Once investors are approved for a hard money loan, they will likely see the money in a few weeks or even within that same week that they applied. The easier application process, short terms, flexible requirements, and quick cash make hard loans ideal for the prudent real estate investor.
Home Equity Loan
Home equity loans are taken out against an individual’s home equity (the difference in what the home is worth and what the individual still owes on the home). To qualify for this loan, you will need to own property—either your home or another property that you are investing in. If there is enough equity in your home, this money can be used as a down payment for another property or to purchase the property outright.
HELOC or Home Equity Line of Credit
The HELOC is like the home equity loan, yet it differs in that the borrower will be able to access the money through their line of credit instead of receiving it all at once. You will only qualify for this if there is enough equity built up with your other real estate properties. This option is preferable for investors that need money for their down payment or need to fund the purchase of their second property.

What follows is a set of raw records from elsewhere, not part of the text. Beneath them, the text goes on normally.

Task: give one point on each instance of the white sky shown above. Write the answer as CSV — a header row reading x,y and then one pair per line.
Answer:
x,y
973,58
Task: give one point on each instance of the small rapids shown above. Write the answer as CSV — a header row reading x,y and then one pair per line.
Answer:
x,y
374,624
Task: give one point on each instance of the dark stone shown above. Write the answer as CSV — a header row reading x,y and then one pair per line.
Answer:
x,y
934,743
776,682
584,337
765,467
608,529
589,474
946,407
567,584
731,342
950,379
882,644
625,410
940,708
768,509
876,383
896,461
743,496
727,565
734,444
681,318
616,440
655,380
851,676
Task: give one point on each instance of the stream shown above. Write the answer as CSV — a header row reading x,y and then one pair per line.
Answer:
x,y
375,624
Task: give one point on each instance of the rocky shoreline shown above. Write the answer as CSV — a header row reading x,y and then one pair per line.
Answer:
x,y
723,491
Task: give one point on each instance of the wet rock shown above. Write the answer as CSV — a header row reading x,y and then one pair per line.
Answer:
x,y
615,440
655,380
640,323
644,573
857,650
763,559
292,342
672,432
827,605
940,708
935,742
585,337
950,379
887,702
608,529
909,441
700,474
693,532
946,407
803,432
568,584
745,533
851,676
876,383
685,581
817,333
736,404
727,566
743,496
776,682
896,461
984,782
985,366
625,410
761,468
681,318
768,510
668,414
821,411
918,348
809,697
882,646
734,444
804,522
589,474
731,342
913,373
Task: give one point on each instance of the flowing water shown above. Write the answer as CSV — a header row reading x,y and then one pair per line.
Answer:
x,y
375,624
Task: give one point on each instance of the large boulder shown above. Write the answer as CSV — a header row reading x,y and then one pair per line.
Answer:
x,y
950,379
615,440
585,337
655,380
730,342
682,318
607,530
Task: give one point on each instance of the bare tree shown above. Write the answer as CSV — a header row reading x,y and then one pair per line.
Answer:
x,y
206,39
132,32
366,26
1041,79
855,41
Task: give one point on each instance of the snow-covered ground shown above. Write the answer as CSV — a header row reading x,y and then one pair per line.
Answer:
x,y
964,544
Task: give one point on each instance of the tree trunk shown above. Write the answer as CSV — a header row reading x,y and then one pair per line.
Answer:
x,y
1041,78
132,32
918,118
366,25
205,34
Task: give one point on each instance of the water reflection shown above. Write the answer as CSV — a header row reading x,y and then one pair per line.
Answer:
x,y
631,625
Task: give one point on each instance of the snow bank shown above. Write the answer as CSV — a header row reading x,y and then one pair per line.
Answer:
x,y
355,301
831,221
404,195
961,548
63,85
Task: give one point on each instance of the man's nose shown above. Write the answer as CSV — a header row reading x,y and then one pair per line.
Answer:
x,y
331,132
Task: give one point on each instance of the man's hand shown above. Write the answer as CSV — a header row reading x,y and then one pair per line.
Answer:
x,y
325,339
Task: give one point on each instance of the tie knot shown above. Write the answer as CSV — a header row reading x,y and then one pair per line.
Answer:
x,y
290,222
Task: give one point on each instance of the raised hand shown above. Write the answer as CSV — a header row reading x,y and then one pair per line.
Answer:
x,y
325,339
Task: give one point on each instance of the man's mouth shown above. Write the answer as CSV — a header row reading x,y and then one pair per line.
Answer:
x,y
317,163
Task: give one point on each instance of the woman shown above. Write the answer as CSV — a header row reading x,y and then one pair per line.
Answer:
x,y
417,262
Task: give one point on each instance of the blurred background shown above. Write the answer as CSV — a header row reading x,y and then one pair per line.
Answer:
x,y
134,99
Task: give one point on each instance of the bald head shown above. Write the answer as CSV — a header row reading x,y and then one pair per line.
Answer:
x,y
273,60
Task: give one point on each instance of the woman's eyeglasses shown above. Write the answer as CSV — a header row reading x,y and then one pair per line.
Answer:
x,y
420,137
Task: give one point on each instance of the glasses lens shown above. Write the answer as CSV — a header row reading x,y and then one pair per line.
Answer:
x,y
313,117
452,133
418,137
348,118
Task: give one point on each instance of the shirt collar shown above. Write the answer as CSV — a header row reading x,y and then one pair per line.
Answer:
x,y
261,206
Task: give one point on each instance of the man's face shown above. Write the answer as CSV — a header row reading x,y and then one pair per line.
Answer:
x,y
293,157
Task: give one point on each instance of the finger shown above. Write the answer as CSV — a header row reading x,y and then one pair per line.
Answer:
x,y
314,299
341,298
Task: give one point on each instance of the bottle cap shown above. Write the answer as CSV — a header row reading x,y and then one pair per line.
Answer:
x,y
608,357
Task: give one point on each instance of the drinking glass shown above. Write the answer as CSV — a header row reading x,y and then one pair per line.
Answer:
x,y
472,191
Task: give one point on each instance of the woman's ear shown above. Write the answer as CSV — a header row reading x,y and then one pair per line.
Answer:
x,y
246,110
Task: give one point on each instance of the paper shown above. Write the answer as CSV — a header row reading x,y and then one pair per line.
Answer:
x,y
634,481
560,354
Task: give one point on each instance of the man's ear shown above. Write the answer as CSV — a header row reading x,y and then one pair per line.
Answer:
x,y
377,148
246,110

Cash-out refinancing is similar to a typical mortgage refinance. Instead of refinancing the amount left on a mortgage, the cash-out refinance allows an investor to take another, larger loan out so the difference can be paid out in cash. Essentially, this option will “reset your mortgage clock” and you’ll be able to use the extra equity in the form of a loan.
Line of Credit
Business lines of credit can be used for making real estate purchases. Investors will be able to withdraw money accordingly when they have to fund a real estate purchase. Though this is often a preferable solution for many real estate investors, it isn’t a hassle-free process. Investors must prove that they have good credit, are financially responsible, and have a proven track record with their investments.
Bridge loans are quite similar to the hard money version. A bridge loan allows an investor to access cash if they are between property purchases. For example, if an investor is awaiting the sale of one property while trying to purchase another, a bank can provide a bridge loan to help them purchase the new property.
You have options as an investor when deciding which financing solution will be most appropriate. Keep this guide in mind as you continue to research your options with hard money loans.